Green Quad Throwing Up, Feb. 5 2:02 a.m.
Students steered clear of the Green Quad stairwell after an intoxicated male vomited on the steps. Police found him with his "head in his hands and elbows on his knees," the standard body language for someone who has just taken an "L" of this nature. With a puddle of vomit between his feet, he admitted to police that he had been drinking vodka before returning to his dorm. The lesson here is if you’re trying to hold your liquor, take the elevator, not the steps.
Russell House Snoozer, Feb. 4 10:20 p.m.
Police found a man snoozing on a couch in Russell House Saturday night. It’s unclear how he was able to fall asleep on the stiff seating on the second floor. After waking and identifying him, they found this was his second time trespassing and notified him he is no longer allowed on USC property. He also had a box cutter on him that was confiscated by police.
Coyote, Feb. 5 10:50 a.m.
"Coyote ugly" was not the case for one wild animal on USC property this week. While patrolling university-controlled woods behind Gamecock Park, officers found a coyote with its leg caught in a trap. They determined the traps had been set by a wildlife biologist; however, further inspection revealed they were illegal. The coyote was freed, but because of a severed artery, it was euthanized.
Stolen Sign, Feb. 5 10 a.m. - 1:30 p.m.
“If you’re reading this someone took my banner,” is what Student Body Vice President candidate Jay Selesky’s new Student Government elections banner read due to the fact that his first one was stolen. Selesky reported the larceny of the sign valued at $110 that hung on the brick wall across from Russell House. And a week later the thief has yet to be caught, because the banner was stolen again. Selesky tweeted, "Reward at least $11."

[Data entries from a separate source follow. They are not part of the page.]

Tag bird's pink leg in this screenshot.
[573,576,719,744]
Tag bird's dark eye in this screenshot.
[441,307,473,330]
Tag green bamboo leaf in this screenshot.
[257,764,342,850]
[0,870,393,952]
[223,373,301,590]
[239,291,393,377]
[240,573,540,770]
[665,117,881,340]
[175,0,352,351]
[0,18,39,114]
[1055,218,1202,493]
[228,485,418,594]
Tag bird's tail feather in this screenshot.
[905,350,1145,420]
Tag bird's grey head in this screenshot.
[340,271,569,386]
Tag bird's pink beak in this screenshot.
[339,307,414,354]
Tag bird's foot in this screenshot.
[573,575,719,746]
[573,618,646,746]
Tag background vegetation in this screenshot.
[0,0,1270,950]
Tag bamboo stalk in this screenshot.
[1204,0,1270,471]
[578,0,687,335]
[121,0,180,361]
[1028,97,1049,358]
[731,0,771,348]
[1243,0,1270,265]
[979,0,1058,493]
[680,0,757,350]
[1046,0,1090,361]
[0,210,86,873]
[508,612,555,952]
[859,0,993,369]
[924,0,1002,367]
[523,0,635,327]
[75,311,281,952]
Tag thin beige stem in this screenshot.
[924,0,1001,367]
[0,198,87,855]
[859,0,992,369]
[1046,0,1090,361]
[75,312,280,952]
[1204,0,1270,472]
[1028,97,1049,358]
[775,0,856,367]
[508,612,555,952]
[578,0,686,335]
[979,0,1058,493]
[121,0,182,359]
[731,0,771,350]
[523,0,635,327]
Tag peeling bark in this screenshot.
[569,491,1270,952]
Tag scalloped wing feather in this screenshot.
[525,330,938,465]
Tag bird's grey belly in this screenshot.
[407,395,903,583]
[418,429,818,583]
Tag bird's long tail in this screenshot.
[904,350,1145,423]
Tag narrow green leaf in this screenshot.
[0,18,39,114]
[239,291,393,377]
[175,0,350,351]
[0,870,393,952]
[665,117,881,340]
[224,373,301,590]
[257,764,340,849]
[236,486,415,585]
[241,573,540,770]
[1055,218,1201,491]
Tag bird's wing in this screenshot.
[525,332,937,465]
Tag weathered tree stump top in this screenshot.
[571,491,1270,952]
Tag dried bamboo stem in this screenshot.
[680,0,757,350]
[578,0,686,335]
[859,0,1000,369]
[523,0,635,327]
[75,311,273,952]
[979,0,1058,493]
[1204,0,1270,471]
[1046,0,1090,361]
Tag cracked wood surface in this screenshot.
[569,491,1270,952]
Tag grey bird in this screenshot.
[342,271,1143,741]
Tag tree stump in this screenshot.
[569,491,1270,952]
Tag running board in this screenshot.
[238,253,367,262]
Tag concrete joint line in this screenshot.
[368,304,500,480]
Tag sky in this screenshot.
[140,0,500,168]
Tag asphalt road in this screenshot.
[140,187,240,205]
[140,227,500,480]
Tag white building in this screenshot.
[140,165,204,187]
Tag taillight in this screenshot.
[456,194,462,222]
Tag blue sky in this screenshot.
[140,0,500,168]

Capstone Restroom, Feb. 5 9:24 p.m.
Capstone residents were in for a surprise when they went to relieve themselves Sunday morning. A homeless man was reported sleeping in the men’s bathroom stall. He left before police arrived, but they identified him by his clothes walking between Capstone and Columbia Hall. After he provided false identification, he was placed in investigative detention. After revealing his true identity, police determined he has been on trespass notice for all of USC since January.